It would be easy to argue that I would have done better learning more about Darwin and less about Piltdown Man, as my peers in public school did. But the education I received at Keswick, although misguided about science, nevertheless prepared me for life. Our teachers encouraged us to question what we were learning, and although their answers didn’t always satisfy me, they never tried to stifle my curiosity. In a way, the school unwittingly nurtured the skepticism that eventually took me away from fundamentalism.

Evolution is still in the news. There was extensive media coverage of last month’s trial in Dover, Pa., over the teaching of intelligent design in science class. There’s similar scrutiny in California in the wake of the recent lawsuit involving Frazier Mountain High School in Lebec, which was offering a philosophy course about intelligent design. The school district settled the potentially expensive legal battle by agreeing to cancel the class and to never offer such a course again.

But missing from these often-overheated debates over the separation of church and state is the perspective of the children who will be sitting in classrooms. How pernicious or edifying are these ideas, and should parents be concerned about their long-term effects?

I heartily approved of the Dover ruling, which meticulously outlined the reasons why there is no place for intelligent design in a science class.
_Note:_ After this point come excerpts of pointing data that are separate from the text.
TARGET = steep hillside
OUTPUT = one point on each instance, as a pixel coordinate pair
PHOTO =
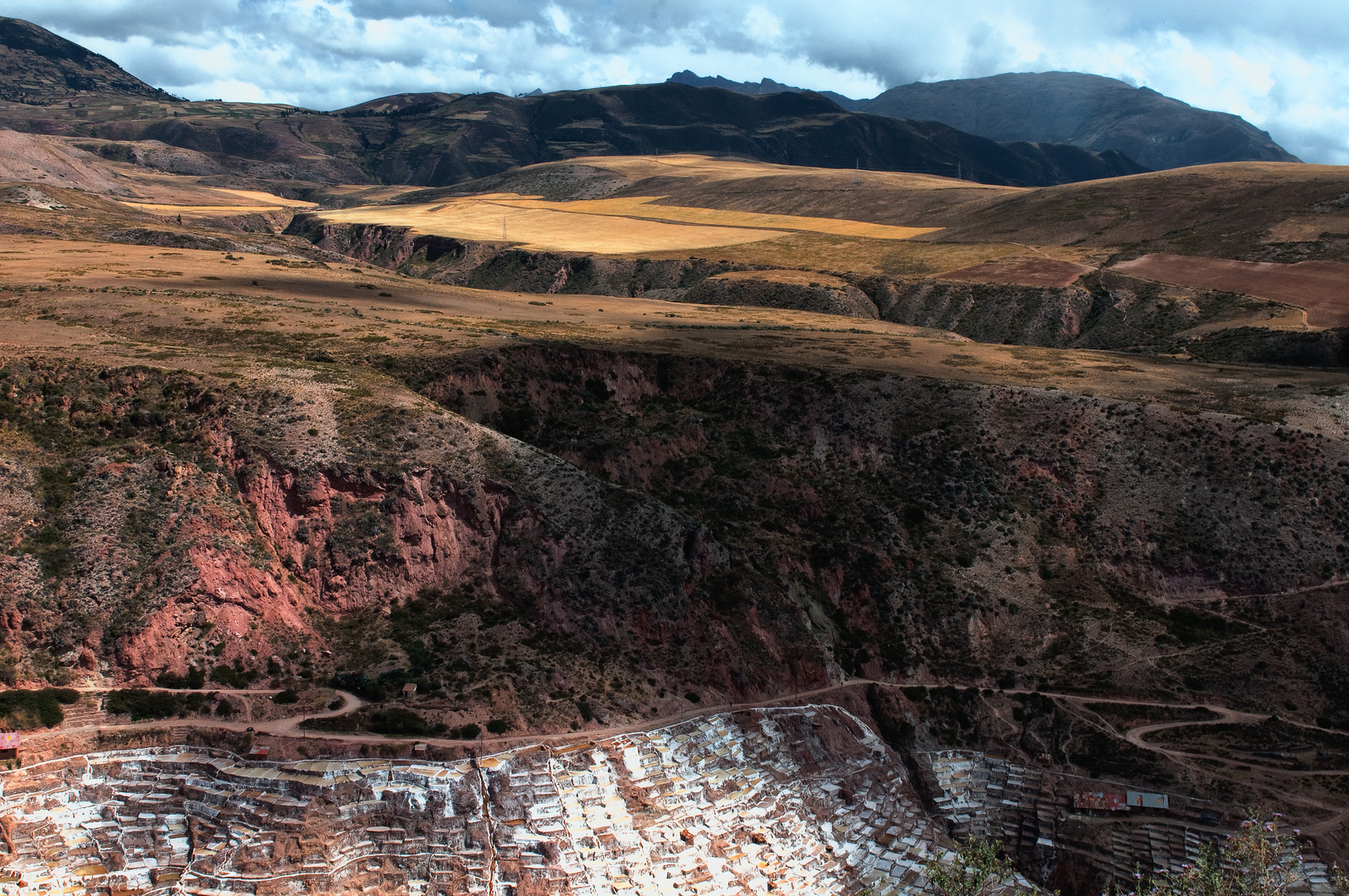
(760, 88)
(1088, 111)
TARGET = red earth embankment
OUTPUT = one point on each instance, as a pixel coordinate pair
(1020, 271)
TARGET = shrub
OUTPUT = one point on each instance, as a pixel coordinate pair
(193, 680)
(140, 704)
(26, 710)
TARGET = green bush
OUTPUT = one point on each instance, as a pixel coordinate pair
(26, 710)
(140, 704)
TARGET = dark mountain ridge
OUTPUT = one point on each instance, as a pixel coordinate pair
(1088, 111)
(41, 66)
(760, 88)
(440, 139)
(1060, 107)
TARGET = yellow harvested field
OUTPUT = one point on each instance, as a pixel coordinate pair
(243, 202)
(644, 207)
(614, 226)
(704, 168)
(265, 198)
(548, 227)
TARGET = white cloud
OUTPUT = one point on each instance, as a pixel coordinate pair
(1279, 65)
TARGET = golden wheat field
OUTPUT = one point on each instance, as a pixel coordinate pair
(610, 227)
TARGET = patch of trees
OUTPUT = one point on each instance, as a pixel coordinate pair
(28, 710)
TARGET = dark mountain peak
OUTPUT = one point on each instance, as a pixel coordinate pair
(42, 68)
(1090, 111)
(761, 88)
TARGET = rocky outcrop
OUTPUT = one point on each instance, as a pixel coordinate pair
(796, 290)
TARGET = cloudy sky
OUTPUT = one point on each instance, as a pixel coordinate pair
(1283, 66)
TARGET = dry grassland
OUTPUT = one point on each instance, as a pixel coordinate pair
(1021, 271)
(823, 251)
(1320, 288)
(547, 226)
(641, 207)
(200, 310)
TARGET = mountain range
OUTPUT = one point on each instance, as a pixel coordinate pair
(437, 139)
(1059, 107)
But I can’t help but feel that the initial negative response to the idea of schools teaching intelligent design as philosophy is extreme. One Lebec parent told the Los Angeles Times that such a course “deprives my children of the opportunity to be presented with an objective education that would aid the development of their critical-thinking skills.”

Advertisement

But learning about intelligent design (especially as part of an ideas course) isn’t going to prevent children from deciding for themselves, as adults, what to believe, or deprive them of opportunities. In a country where deep cultural and geographical fault lines separate devout Christians from devout secularists, it’s all the more important for each side to learn a bit more about what the other believes.
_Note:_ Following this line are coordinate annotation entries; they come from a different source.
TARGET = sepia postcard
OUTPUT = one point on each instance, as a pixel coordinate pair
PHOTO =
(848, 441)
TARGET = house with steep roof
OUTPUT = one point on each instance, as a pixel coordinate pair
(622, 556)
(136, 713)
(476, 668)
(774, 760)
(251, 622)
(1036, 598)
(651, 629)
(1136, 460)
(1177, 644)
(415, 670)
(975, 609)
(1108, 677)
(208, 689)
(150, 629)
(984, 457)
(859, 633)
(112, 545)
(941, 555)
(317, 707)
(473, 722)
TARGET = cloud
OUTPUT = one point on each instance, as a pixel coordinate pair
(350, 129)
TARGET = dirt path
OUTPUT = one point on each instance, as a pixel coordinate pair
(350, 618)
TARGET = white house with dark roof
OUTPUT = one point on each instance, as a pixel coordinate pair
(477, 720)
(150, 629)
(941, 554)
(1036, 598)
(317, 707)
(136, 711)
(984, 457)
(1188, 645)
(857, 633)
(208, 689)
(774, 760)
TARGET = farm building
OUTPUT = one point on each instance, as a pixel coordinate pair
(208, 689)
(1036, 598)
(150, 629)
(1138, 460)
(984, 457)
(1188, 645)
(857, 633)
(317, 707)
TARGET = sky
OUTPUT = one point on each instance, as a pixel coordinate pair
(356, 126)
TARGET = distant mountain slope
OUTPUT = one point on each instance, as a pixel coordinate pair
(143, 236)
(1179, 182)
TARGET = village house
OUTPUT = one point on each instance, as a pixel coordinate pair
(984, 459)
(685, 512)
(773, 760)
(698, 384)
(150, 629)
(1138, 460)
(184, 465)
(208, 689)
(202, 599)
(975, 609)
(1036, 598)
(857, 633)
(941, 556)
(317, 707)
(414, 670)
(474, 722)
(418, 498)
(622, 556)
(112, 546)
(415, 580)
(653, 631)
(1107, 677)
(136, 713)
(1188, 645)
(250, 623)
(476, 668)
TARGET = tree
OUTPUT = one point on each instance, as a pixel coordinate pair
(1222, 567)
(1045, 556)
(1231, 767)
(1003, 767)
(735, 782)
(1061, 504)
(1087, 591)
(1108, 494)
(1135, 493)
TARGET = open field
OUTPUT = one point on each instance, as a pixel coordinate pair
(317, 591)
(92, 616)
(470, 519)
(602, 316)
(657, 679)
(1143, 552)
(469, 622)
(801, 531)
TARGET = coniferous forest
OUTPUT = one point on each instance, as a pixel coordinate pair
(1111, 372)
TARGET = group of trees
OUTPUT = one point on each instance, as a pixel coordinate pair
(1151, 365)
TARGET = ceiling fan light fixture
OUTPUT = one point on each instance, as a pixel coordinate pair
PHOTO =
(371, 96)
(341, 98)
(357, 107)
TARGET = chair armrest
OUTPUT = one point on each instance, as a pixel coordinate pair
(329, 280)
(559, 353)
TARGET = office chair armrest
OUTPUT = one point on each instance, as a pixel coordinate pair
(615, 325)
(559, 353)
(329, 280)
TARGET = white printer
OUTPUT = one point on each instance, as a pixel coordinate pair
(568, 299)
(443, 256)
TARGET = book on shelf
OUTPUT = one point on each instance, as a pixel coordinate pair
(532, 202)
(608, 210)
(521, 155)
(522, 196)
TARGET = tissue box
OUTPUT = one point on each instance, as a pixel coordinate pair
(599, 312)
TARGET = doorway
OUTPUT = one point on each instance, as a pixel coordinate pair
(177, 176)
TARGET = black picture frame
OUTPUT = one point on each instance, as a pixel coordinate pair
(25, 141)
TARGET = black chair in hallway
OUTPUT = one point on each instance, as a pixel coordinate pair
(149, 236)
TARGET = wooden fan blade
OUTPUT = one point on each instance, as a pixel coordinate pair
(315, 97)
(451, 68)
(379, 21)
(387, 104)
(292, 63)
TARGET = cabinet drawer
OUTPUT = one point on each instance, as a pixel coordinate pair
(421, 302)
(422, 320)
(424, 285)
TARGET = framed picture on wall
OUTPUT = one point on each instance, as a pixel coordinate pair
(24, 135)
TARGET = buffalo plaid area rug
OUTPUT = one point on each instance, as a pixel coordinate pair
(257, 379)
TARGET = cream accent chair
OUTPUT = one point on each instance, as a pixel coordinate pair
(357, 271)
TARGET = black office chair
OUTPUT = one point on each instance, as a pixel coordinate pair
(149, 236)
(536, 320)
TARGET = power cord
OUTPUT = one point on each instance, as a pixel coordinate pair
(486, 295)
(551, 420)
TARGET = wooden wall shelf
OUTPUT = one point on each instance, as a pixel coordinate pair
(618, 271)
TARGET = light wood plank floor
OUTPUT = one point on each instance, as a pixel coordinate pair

In the end, is education ever really objective? I had one of the most thoroughly subjective educational experiences a child could have, but it did not stunt the development of critical-thinking skills, nor did it stifle my desire to continue learning. On the contrary, it encouraged those impulses. A sophomore at Frazier Mountain High told The Times: “I think kids should choose whether to take the class or not.” Making such choices is the first step toward figuring out what you truly believe.